Thursday, January 22, 2004

Selection 2004: Iowa


Quoted from the January 22 issue of The Stranger:
I run across [Howard Dean-supporter Ray] Minchew, who is wearing a jacket and tie.  “It’s the triumph of the bullshit media,” is the first thing out of his mouth.  “It’s fucking bullshit.”  Minchew is referring to negative coverage Dean encountered in the last few weeks.  As he was sailing toward the nomination, the media became increasingly critical, pumping out a series of “gotcha” stories, from Dean’s support for a wife-beating security chief to Newsweek and Time’s recent cover stories about Dean’s temperament.
I agree.  On Monday evening (when I had been on a plane most of the day), when my mother told me about the Dean upset, it’s the first thing I thought.

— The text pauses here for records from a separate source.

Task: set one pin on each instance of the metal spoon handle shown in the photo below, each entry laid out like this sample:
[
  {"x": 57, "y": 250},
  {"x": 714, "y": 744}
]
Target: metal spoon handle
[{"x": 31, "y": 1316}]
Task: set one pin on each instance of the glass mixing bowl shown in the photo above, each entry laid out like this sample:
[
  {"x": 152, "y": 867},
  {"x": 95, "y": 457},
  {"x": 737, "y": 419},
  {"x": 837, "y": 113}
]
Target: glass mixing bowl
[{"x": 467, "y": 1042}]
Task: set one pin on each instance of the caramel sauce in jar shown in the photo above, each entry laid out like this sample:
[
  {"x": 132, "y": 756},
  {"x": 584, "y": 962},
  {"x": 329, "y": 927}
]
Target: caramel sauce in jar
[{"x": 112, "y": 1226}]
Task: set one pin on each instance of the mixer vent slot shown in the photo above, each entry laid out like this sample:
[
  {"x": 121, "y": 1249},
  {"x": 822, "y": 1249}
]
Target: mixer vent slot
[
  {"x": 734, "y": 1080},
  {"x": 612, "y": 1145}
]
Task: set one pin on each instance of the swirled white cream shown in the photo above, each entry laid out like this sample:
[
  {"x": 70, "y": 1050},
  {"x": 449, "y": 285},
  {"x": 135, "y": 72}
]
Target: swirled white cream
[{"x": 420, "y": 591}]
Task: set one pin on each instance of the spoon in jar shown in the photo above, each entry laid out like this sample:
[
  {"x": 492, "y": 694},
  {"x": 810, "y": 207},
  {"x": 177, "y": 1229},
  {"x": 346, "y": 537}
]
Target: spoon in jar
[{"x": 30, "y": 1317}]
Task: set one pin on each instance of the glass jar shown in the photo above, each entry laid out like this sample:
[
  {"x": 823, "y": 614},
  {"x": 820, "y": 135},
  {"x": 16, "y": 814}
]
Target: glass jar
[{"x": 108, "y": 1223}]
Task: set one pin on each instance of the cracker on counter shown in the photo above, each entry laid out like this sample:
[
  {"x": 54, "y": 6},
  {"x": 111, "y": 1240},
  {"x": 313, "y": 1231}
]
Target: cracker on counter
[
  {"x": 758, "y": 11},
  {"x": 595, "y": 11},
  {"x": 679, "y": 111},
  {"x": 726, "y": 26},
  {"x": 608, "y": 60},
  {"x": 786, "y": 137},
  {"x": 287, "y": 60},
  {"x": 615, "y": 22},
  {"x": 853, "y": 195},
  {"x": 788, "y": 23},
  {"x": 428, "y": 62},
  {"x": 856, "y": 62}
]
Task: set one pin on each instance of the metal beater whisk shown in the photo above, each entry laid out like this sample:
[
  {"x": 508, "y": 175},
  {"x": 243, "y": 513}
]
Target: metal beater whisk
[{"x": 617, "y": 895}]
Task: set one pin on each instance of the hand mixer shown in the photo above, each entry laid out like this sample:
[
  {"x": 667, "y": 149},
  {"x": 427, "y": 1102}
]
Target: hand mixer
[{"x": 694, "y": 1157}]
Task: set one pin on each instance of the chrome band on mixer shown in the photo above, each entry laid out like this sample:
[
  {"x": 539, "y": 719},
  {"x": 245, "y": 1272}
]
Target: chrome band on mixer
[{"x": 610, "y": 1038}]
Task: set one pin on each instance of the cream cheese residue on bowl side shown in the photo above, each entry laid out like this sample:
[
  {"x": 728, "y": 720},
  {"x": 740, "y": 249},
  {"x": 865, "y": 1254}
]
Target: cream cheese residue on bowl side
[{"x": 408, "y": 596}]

For the past few months, Dean has been pretty much the only candidate getting any significant coverage from the media.  (And this includes the right-wing media: they have nothing good to say about any of the Democratic candidates, but 95% of their negativity has been aimed at Dean, marking him clearly as the one they fear the most.)  How imbalanced has that coverage been?  Well, I would certainly be able to identify Kerry and Dean and Lieberman in pictures; I might be able to pick Gephardt and Kucinich out of a police line-up; I can only identify Braun, Sharpton, and Clark after seeing pictures in the last week (Clark on the cover of The Advocate); but I couldn’t begin to tell you what Edwards looks like.  (I’m pretty sure he’s a white guy with no facial hair, though.)

For the past couple weeks, it’s like “Tally ho!” and the hounds are after Dean the Fox, ready to tear him to bits.  They are aided by a couple negative things Dean had thrown to them, but the appearance is totally that of a need to chop the legs out from under the one they’ve been carrying thus far.  The media realized that he was the front-runner because of them.

In Iowa itself, and elsewhere, I doubt that the negative stories really had much effect on the people already dedicated to Dean, or to the other candidates.  What I see is probably 50,00 caucus-goers who had made up their minds a month ago, and 75,000 who paid as little attention to what was going on as possible until the week before they had to vote.  At that point, they looked around, saw massive negativity about Dean, and a little positive coverage of Kerry and Edwards, and they made their decision based on the headlines and little else.  (Much though we would like it to be otherwise, I think that’s exactly how half or more of the country votes: negligible forethought, and then vote for who their party or newspaper suggests, or even just the name they recognize the easiest.)

What happened to Gephardt, who won a previous caucus in Iowa, I don’t know.  (Sure I do: no coverage at all = no votes at all from the “pay no attention” segment.)

We’ll see what happens in New Hampshire, and then for Super Tuesday.  Will the Media Hounds keep chasing Dean?  Or will they catch the scent of Kerry as the new quarry, letting Dean catch his breath?